Objectives The aim of this study was to investigate service utilization by students and staff in the 18 months following the September 13, 2006, shooting at Dawson College, Montreal, as well as the determinants of this utilization within the context of Canada's publicly managed healthcare system. Methods A sample of 948 from among the college's 10,091 students and staff agreed to complete an adapted computer or web-based standardized questionnaire drawn from the Statistics Canada 2002 Canadian Community Health Survey cycle 1.2 on mental health and well-being. Results In the 18 months following the shooting, there was a greater incidence and prevalence not only of PTSD, but also of other anxiety disorders, depression, and substance abuse. Staff and students were as likely to consult a health professional when presenting a mental or substance use disorder, with females more likely to do so than males. Results also indicated that there was relatively high internet use for mental health reasons by students and staff (14% overall).
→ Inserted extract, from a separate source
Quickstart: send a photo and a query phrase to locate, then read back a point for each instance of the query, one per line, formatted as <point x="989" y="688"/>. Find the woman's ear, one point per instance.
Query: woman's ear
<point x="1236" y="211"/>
Conclusions Following a major crisis event causing potential mass trauma, even in a society characterized by easy access to public, school and health services and when the population involved is generally well educated, the acceptability of consulting health professionals for mental health or substance use problems represents a barrier. However, safe internet access is one way male and female students and staff can access information and support and it may be useful to further exploit the possibilities afforded by web-based interviews in anonymous environments.